Batch processing videos inside a docker (or podman) container

mkdir -p {input,output} # then place your video files in the input folder
docker run -it --rm -v "$PWD/input:/input" -v "$PWD/output:/output" ghcr.io/tfaehse/dashcamcleaner:edge
# to customize options, just use regular cli parameter:
docker run -it --rm -v "$PWD/input:/input" -v "$PWD/output:/output" ghcr.io/tfaehse/dashcamcleaner:edge --weights 1080p_medium_mosaic --blur_size 25 --inference_size 1080 --quality 7 --batch_size 10

GPU Support:

# test driver works
docker run -it --rm --gpus all nvidia/cuda:12.0.1-runtime-ubuntu22.04  nvidia-smi
docker run -it --rm --gpus all -v "$PWD/input:/input" -v "$PWD/output:/output" ghcr.io/tfaehse/dashcamcleaner:edge
# Output should contain "Using NVIDIA GeForce RTX xxxx.", not: "Using CPU."

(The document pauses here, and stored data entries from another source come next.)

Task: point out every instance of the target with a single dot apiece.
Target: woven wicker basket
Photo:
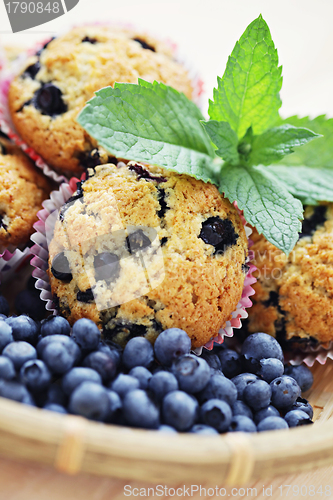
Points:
(72, 444)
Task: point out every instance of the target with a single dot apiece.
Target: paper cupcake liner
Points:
(13, 262)
(40, 262)
(310, 354)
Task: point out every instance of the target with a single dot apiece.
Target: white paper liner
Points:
(11, 263)
(40, 262)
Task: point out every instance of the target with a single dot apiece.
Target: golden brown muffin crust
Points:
(199, 291)
(302, 284)
(22, 190)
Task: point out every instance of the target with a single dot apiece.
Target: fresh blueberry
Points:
(60, 267)
(4, 306)
(24, 328)
(142, 374)
(241, 381)
(48, 99)
(115, 406)
(144, 44)
(218, 387)
(7, 370)
(302, 404)
(138, 352)
(296, 418)
(285, 391)
(56, 408)
(76, 376)
(56, 395)
(6, 334)
(192, 373)
(112, 350)
(124, 384)
(258, 394)
(15, 391)
(171, 344)
(212, 359)
(85, 296)
(162, 383)
(216, 413)
(104, 364)
(269, 411)
(302, 375)
(272, 424)
(58, 357)
(218, 232)
(32, 70)
(86, 334)
(90, 400)
(140, 411)
(179, 410)
(19, 352)
(107, 266)
(167, 428)
(231, 363)
(270, 369)
(55, 325)
(260, 346)
(241, 408)
(203, 429)
(241, 423)
(29, 302)
(67, 342)
(35, 375)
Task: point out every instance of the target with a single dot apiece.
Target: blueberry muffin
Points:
(22, 190)
(139, 249)
(55, 84)
(294, 294)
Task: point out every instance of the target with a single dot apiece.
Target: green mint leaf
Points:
(152, 123)
(225, 139)
(317, 154)
(266, 203)
(305, 183)
(248, 93)
(278, 142)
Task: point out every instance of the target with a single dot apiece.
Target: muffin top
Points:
(294, 294)
(22, 190)
(56, 82)
(139, 249)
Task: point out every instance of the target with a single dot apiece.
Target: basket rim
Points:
(74, 444)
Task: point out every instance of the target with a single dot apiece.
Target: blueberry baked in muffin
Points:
(22, 190)
(293, 299)
(139, 249)
(57, 81)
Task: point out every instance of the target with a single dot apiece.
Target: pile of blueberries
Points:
(164, 387)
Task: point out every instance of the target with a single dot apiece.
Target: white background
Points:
(206, 31)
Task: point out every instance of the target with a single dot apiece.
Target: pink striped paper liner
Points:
(40, 262)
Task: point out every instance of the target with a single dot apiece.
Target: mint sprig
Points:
(156, 124)
(152, 123)
(265, 202)
(248, 94)
(306, 183)
(317, 154)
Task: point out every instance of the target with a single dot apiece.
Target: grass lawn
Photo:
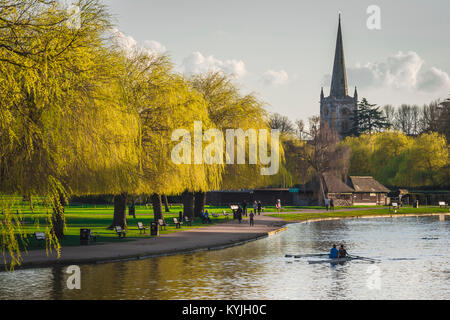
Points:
(385, 211)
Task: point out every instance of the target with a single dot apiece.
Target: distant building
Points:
(355, 191)
(368, 191)
(337, 109)
(336, 189)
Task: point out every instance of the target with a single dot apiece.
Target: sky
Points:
(283, 50)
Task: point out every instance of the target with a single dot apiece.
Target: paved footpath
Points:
(211, 237)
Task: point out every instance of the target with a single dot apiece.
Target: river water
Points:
(413, 262)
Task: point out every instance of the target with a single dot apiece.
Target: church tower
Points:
(337, 109)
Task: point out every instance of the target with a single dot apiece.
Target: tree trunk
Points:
(321, 190)
(157, 207)
(188, 204)
(58, 217)
(120, 211)
(166, 204)
(199, 203)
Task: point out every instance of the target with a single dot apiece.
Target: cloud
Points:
(275, 78)
(130, 45)
(197, 63)
(433, 79)
(404, 70)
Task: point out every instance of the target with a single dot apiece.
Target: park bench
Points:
(443, 204)
(394, 206)
(188, 221)
(141, 227)
(177, 223)
(162, 224)
(93, 236)
(40, 236)
(120, 232)
(225, 214)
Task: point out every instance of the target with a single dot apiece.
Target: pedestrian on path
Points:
(327, 203)
(239, 214)
(252, 222)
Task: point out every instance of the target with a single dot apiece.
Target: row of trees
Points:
(375, 148)
(80, 115)
(414, 120)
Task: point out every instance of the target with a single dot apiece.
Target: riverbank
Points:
(318, 215)
(213, 237)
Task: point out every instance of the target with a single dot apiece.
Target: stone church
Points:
(338, 108)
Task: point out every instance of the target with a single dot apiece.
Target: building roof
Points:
(367, 184)
(335, 185)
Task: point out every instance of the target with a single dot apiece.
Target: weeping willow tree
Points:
(163, 101)
(62, 130)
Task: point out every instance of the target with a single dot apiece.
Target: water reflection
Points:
(410, 268)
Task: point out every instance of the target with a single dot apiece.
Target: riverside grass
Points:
(99, 217)
(303, 216)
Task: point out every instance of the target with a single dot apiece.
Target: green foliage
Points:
(368, 118)
(396, 159)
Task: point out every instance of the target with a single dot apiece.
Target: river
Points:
(413, 262)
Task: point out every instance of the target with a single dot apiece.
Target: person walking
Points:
(239, 214)
(327, 203)
(252, 222)
(244, 207)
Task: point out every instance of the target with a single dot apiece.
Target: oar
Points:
(296, 256)
(362, 258)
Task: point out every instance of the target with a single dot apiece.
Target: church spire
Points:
(339, 78)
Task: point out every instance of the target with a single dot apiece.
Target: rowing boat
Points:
(297, 256)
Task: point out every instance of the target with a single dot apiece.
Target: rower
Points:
(334, 252)
(342, 252)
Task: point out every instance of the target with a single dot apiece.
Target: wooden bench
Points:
(162, 224)
(93, 235)
(443, 204)
(40, 236)
(177, 223)
(141, 227)
(120, 232)
(394, 206)
(188, 221)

Manual Docker Image Build:

git clone https://github.com/tfaehse/DashcamCleaner.git
docker build --pull -t dashcamcleaner DashcamCleaner
mkdir -p {input,output}
# place your files in the input folder
docker run -it --rm -v "$PWD/input:/input" -v "$PWD/output:/output" dashcamcleaner
# to customize options, just use regular parameter:
docker run -it --rm -v "$PWD/input:/input" -v "$PWD/output:/output" dashcamcleaner --weights 1080p_medium_v8

Weights

DashcamCleaner now supports loading weights dynamically, differently trained networks can be selected in the user interface. As part of this change, I will distribute trained networks for German roads with different training parameters over the next weeks:

  • different training image resolutions
  • different network depths, i.e. YOLOv8's nano, small and medium definitions
  • training with (_mosaic) and without (_rect) yolov8's mosaic dataloader only mosaic weights are available by now, as they perform significantly better

Once this is completed, I intend to publish an analysis on how training and inference image size and network depth affect performance and quality of the program.

As a rule of thumb:

  • bigger image sizes lead to better detection of small objects, for both training and inference
  • deeper networks have a higher ceiling for object detection but slow down training and inference
  • lowering inference image size can dramatically speed up the program
  • the mosaic dataloader has a large, positive impact. This was slightly unexpected for me, I assumed the (higher) resolution of fixed-size training would improve results, given that lots of objects are very small

In summary, you should select the highest inference image size you can afford. Inference size (if your input allows it) has a larger impact on detections than the ntwork size, i.e. in my caase 1080p_small beats 720p_medium

Roadmap

With the transition to a custom YOLOv8 detector, the original targets for the tool have been met. Performance is satisfactory and detection quality is very promising. However, work remains:

  • further trained networks and an analysis of different network sizes and image sizes used for training
  • release standalone executable

Implemented post processing steps:

  • a "frame memory": plate and face positions from the last n frames are also blurred → useful for static plates/faces removed because frames are processed in parallel now
  • enlarging of blurred regions

Contributing

Contributions are what make the open source community such an amazing place to be learn, inspire, and create. Any contributions you make are greatly appreciated.

  1. Fork the Project
  2. Create your Feature Branch (git checkout -b feature/AmazingFeature)
  3. Commit your Changes (git commit -m 'Add some AmazingFeature')
  4. Push to the Branch (git push origin feature/AmazingFeature)
  5. Open a Pull Request

License

Distributed under the MIT License. See LICENSE.txt for more information.

Contact

Project Link: https://github.com/tfaehse/DashcamCleaner

Acknowledgements

  • YOLOv8 was chosen for its combination of performance, speed and ease of use
  • The original prototype was essentially a wrapper for Anonymizer, and the current implementation wouldn't have been possible without its high quality labels.